(Reuters) -Alaska Air Group, the operator of the Boeing plane that suffered a mid-air incident earlier this month, said on Thursday it expects a $150-million profit hit in 2024 from the more-than-two-week-long grounding of 737 MAX 9 aircraft.
Earlier this month, an Alaska 737 MAX 9 aircraft was forced to make an emergency landing after a cabin panel fell off during a flight full of passengers. The Federal Aviation Administration subsequently grounded over 170 MAX 9 jets across carriers.
Including the impact, the airline forecast 2024 adjusted earnings per share to be between $3.00 and $5.00. Analysts polled by LSEG had expected a profit of $4.93 this year.

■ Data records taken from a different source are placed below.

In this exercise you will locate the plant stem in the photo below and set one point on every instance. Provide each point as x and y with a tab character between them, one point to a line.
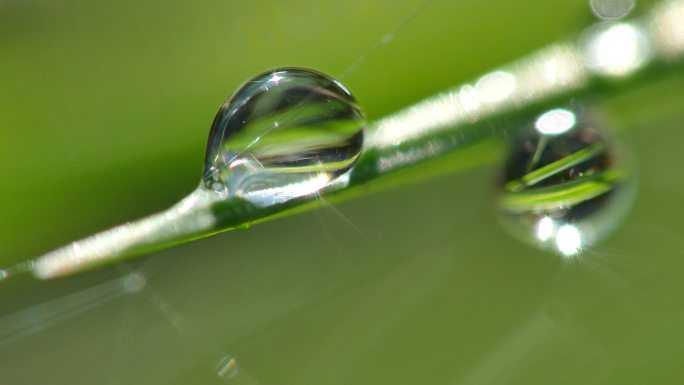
605	56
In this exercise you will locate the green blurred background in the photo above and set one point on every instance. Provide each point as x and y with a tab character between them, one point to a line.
104	112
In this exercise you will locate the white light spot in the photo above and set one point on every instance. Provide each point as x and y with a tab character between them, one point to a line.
495	87
275	78
568	240
545	229
555	122
616	49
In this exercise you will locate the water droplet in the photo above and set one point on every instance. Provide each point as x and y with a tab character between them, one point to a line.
611	9
283	134
564	185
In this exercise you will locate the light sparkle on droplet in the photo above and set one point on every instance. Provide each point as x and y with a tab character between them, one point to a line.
545	229
555	122
616	49
568	240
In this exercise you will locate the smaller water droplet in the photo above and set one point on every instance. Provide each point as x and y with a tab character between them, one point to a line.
564	185
611	9
285	133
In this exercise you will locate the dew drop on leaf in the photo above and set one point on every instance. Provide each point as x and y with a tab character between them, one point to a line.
564	185
284	133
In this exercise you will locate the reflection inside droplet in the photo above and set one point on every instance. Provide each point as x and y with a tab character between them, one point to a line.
564	189
284	134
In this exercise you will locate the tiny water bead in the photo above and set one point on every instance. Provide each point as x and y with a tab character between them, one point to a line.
611	9
564	185
288	132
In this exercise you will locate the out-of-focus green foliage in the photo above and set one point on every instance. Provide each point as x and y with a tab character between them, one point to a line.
104	112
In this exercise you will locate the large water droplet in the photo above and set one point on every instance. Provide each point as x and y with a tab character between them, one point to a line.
564	185
283	134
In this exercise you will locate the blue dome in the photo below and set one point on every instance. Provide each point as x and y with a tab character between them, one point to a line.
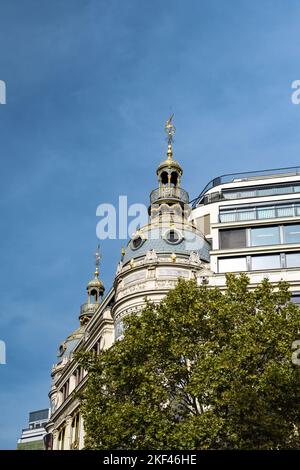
67	347
155	239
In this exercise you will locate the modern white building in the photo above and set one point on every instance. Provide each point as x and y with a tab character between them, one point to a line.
239	223
32	436
252	221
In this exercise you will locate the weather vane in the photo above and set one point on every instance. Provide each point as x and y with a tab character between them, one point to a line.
170	129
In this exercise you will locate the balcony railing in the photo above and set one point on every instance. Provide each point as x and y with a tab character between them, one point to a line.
169	193
247	176
87	309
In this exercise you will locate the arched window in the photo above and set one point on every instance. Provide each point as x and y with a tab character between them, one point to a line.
75	431
174	178
61	438
164	177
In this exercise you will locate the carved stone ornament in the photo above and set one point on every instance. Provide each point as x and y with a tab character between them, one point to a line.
194	258
151	256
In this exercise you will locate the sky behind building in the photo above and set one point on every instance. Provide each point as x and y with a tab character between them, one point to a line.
89	86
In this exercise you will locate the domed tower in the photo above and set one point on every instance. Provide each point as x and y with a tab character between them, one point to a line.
169	174
167	248
95	291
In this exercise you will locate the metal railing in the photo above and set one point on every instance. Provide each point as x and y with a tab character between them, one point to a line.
246	176
169	192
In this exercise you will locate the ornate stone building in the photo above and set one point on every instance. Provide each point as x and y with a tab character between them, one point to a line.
247	222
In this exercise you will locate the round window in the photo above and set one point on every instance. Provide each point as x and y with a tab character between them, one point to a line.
136	243
173	236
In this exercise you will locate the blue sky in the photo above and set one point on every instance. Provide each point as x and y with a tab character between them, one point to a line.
90	84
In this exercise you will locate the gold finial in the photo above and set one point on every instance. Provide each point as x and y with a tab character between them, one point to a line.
170	131
97	261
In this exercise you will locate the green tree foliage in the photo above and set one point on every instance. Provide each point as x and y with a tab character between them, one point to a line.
201	370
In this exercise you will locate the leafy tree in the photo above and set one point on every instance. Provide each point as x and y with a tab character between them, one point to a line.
201	370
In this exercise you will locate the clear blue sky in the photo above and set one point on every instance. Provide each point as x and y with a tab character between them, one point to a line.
90	84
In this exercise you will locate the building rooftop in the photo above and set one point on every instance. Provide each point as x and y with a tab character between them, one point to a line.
246	176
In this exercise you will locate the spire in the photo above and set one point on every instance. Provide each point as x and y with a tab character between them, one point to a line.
97	261
95	287
169	173
170	131
95	290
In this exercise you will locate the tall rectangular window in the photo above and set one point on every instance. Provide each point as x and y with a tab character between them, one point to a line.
232	265
265	262
291	233
235	238
285	211
228	216
265	236
246	214
292	260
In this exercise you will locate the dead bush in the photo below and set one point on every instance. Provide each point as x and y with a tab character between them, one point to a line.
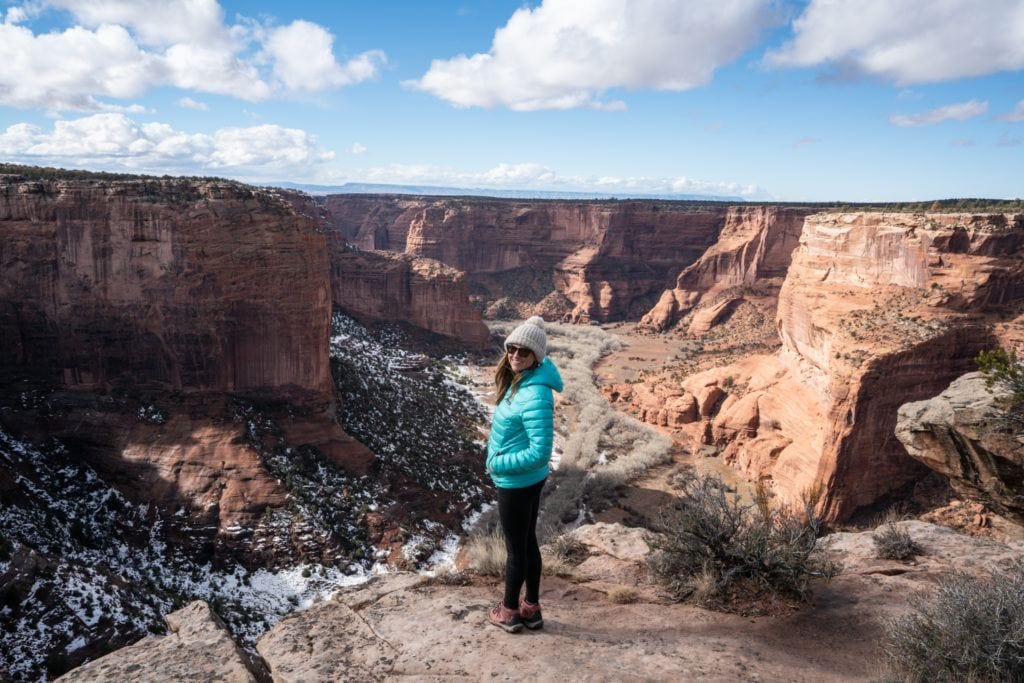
972	629
448	577
568	549
623	595
485	553
894	543
711	542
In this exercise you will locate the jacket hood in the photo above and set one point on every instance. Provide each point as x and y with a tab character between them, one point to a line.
545	374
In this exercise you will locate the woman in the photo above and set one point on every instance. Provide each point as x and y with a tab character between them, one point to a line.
518	451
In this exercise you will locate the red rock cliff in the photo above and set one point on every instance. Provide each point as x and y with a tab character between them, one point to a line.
608	259
164	284
141	308
385	286
756	246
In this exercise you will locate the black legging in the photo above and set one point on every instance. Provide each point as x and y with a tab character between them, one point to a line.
518	508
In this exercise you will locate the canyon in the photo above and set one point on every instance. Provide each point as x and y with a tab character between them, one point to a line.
579	261
226	368
176	379
810	328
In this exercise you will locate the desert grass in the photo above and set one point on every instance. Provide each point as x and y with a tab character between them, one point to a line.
711	543
971	629
623	595
893	542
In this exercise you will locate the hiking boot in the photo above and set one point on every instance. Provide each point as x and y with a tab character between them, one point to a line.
529	613
505	619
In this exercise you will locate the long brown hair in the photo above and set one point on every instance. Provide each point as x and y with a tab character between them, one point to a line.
507	379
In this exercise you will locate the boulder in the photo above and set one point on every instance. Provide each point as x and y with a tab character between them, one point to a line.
951	434
199	648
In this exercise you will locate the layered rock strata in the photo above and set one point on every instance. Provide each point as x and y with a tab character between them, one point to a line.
609	260
138	307
955	434
755	247
877	309
198	648
162	284
385	286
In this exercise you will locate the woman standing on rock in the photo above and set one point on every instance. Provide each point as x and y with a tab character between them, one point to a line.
518	452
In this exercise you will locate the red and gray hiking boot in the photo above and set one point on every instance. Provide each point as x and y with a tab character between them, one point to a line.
529	613
505	619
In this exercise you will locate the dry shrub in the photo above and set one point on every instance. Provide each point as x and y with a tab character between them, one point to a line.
893	542
485	553
568	549
712	542
972	629
623	595
445	575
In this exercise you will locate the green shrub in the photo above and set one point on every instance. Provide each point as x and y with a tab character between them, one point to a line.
972	629
1004	370
712	543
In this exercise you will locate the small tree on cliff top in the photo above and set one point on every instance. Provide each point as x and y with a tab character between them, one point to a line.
1004	370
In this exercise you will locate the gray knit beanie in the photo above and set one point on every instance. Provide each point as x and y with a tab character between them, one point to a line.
530	334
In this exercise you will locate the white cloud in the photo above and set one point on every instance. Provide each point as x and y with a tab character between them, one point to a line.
908	41
115	141
537	176
303	58
1015	116
564	53
120	49
957	112
189	103
155	23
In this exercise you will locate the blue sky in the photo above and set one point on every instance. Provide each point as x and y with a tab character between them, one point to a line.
819	100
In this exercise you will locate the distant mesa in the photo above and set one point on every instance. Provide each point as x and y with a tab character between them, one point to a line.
431	190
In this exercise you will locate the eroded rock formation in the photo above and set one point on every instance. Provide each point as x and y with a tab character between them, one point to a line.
165	284
385	286
167	297
955	435
198	648
755	247
877	309
606	260
376	632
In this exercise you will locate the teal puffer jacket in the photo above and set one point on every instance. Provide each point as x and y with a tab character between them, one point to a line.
523	430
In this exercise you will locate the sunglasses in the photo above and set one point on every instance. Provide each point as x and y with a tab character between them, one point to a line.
518	350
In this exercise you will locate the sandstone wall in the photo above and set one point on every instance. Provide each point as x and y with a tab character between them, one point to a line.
756	246
132	313
385	286
879	309
610	259
165	284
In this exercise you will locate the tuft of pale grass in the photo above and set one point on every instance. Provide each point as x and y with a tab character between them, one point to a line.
445	575
623	595
894	543
711	541
568	549
485	553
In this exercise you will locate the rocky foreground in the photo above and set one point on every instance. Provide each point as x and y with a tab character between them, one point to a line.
403	625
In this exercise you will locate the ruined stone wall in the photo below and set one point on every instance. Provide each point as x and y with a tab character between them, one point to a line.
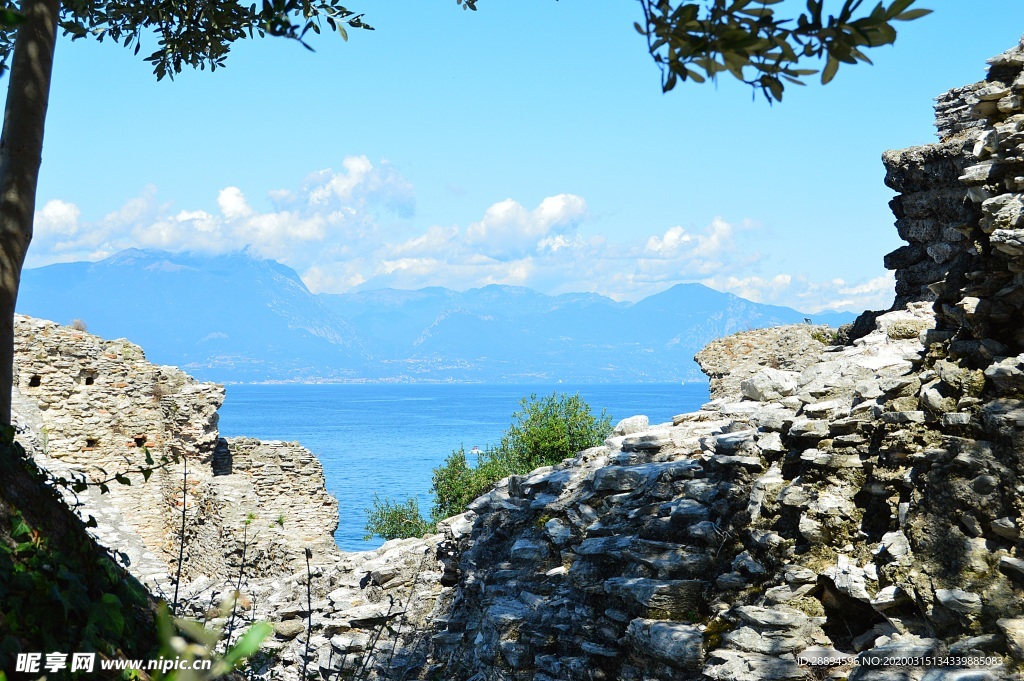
96	407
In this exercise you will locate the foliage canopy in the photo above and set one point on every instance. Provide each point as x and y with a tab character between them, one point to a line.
190	33
748	40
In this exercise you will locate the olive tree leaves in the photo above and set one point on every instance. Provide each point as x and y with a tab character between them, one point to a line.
188	33
748	40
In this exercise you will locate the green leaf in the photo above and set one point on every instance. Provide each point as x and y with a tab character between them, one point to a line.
246	646
832	66
19	528
898	7
912	14
10	18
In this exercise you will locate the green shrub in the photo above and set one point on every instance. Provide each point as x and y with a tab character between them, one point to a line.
544	431
391	519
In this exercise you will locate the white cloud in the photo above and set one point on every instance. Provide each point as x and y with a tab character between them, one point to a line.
353	228
57	217
509	230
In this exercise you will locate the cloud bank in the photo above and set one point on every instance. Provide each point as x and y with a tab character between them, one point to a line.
356	226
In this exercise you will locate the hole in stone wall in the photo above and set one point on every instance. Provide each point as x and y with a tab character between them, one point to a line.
847	618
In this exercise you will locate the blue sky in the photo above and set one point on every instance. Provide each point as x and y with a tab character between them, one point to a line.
525	143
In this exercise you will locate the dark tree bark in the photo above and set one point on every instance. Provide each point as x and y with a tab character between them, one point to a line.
20	154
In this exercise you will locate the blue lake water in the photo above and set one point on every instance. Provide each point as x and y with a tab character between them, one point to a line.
387	438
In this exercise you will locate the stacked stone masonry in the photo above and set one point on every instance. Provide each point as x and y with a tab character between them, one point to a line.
96	409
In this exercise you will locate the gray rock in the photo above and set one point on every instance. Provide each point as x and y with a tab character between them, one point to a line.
769	384
634	424
677	644
288	629
1013	630
527	550
1007	528
960	600
724	665
1012	566
677	597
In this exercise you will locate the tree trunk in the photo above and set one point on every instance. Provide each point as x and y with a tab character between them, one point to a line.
20	154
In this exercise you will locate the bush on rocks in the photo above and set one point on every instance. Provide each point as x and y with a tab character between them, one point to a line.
544	431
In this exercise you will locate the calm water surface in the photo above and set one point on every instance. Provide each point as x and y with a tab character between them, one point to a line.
388	438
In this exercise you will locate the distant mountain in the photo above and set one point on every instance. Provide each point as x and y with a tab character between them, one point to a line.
235	317
229	317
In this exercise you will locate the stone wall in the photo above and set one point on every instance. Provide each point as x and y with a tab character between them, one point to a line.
856	502
97	408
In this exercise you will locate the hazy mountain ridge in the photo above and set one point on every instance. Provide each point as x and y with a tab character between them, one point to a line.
236	317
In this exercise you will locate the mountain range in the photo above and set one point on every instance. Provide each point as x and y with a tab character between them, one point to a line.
236	318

Alaska also cast doubt on its capacity growth target of 3% to 5% this year, saying: “Given the grounding, and the potential for future delivery delays, the Company expects capacity growth to be at or below the lower end of this range.”
The airline swung to a fourth-quarter loss, from a year-ago profit, hurt by an increase in fuel and labor expenses.
The U.S. aviation regulator lifted the grounding on Wednesday, but also barred Boeing from expanding production of its best-selling 737 MAX narrowbody planes, which is expected to have wide-ranging effects across the industry.
Alaska executives are set to address investors and analysts later in the day. The airline placed orders for 42 737-10 and 10 737-9 jets in 2022, as part of a plan to sunset Airbus aircraft by the end of 2023.
Alaska and United Airlines together account for 70% of Boeing’s MAX 9 fleet and had been forced to cancel thousands of flights in the wake of the incident.
Alaska said it expects to bring the first few planes back into service on Friday and that it discovered and immediately corrected a minor fault on one 737-900ER plane after an FAA-recommended inspection as part of its scrutiny of Boeing.
The groundings had no impact on the company’s results for the October-December quarter, during which its revenue rose nearly 3%, to $2.55 billion, due to strong travel demand.
However, an increase in labor and fuel-related costs pushed Alaska to a loss of $2 million, or 2 cents per share for the quarter, from a profit of $22 million, or 17 cents per share, a year ago.